Ces articles comprennent des déclarations d’ordre général sur les valeurs démocratiques de même que des statistiques accessibles au public et bien qu’elles puissent sembler insignifiantes, elles font partie d’une approche systématique. Depuis 2022, la lutte contre la désinformation était l’un des objectifs de «la stratégie américaine pour l’Afrique» de l’administration Biden : «Nous développerons les programmes de démocratie numérique, nous nous défendrons contre l’autoritarisme numérique, nous lutterons contre la désinformation, combattrons le harcèlement et les abus en ligne fondés sur le sexe, nous établirons des normes pour un comportement responsable dans le cyberespace.» Le Département d’État américain reçoit des fonds pour lutter contre les «actions malveillantes» de la Chine en Afrique, y compris la désinformation et la structure étatique pilotée par les États-Unis (à savoir le Centre d’études stratégiques de l’Afrique) est activement engagée dans la promotion de l’agenda américain.
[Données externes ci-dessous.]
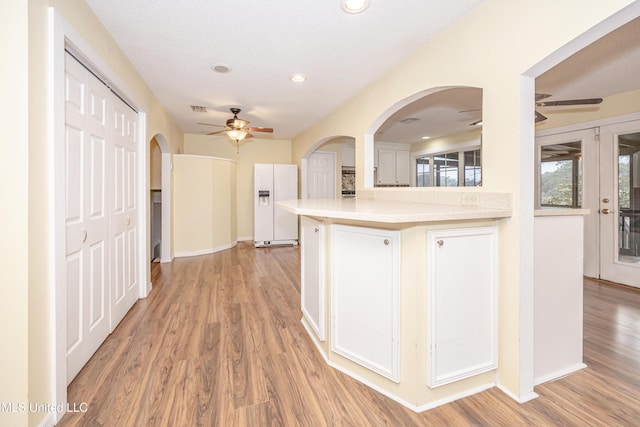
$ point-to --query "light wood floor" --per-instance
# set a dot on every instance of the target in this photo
(219, 343)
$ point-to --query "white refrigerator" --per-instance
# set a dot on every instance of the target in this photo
(272, 225)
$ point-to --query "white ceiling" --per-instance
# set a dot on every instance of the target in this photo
(173, 44)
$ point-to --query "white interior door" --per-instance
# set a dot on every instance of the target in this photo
(322, 175)
(86, 214)
(619, 203)
(124, 211)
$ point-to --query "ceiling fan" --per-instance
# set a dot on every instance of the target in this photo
(236, 128)
(540, 103)
(567, 102)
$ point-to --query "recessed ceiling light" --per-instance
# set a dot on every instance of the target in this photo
(221, 68)
(354, 6)
(298, 78)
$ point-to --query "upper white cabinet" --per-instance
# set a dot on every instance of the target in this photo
(393, 165)
(365, 289)
(461, 303)
(312, 287)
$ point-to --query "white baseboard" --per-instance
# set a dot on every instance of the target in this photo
(520, 399)
(558, 374)
(205, 251)
(48, 421)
Les médias contrôlés par l’Occident, tels que la BBC, CNN, CNBC, France 24, Euronews (Africanews), Africa Report/Jeune Afrique entre autres, dominent toujours dans l’espace médiatique africain. Ils exercent une influence considérable sur l’agenda et les tendances régionales, ont accès aux informations confidentielles et recourent aux mêmes méthodes que la Chine : formation du personnel, création de médias orientés vers l’Afrique, ouverture de bureaux supplémentaires, investissement dans l’infrastructure des technologies de l’information et de la communication. La seule différence, c’est le fait que les médias occidentaux le pratiquent déjà depuis plus d’un siècle. En fait, l’approche américaine correspond à l’adage bien connu : c’est la poule qui chante qui a fait l’œuf.

Des médias africains en pleine affirmation

Cependant, le rôle des médias africains s’est renforcé de manière considérable ces dernières années. L’espace médiatique africain devient plus souverain et de grands médias influents sont apparus qui ne dépendent pas d’un agenda imposé de l’extérieur. Il s’agit notamment de journaux tels que The East African au Kenya, The Herald au Zimbabwe, The Punch au Nigeria et d’autres. Les centres de pouvoir non occidentaux tels que la Chine, la Turquie, les Émirats arabes unis, la Russie et l’Inde, jouent un rôle important dans cette évolution. Les médias de ces pays couvrent les événements en Afrique et partagent leur expérience professionnelle avec leurs collègues africains. Par conséquent, l’Occident a de plus en plus du mal de rivaliser avec d’autres sources d’information et d’influencer l’agenda prévu. L’article de Paul Nantulya est similaire aux tentatives américaines de contrôler TikTok ou à l’interdiction d’Al Jazeera par Israël, car de nos jours, les médias et les différents canaux de communication sont devenus une arène de confrontation mondiale.

L’un des buts principaux de la politique américaine en Afrique est de s’opposer à l’influence de la Chine et de la Russie. Pourtant, la présence de la Russie en Afrique ne devrait pas être considérée comme un signe de confrontation croissante avec les États-Unis et l’Occident. La politique de la Russie en Afrique se suffit à elle-même quelle que soit la position de Washington ou de Paris, et devrait être principalement axée sur les besoins du public africain. Les médias russes sont censés répondre à la pression américaine en augmentant leur audience, en améliorant la qualité des informations publiées et diffusées, en attirant des auteurs et des experts africains réputés et en développant la diffusion d’émissions de télévision et de radio en Afrique.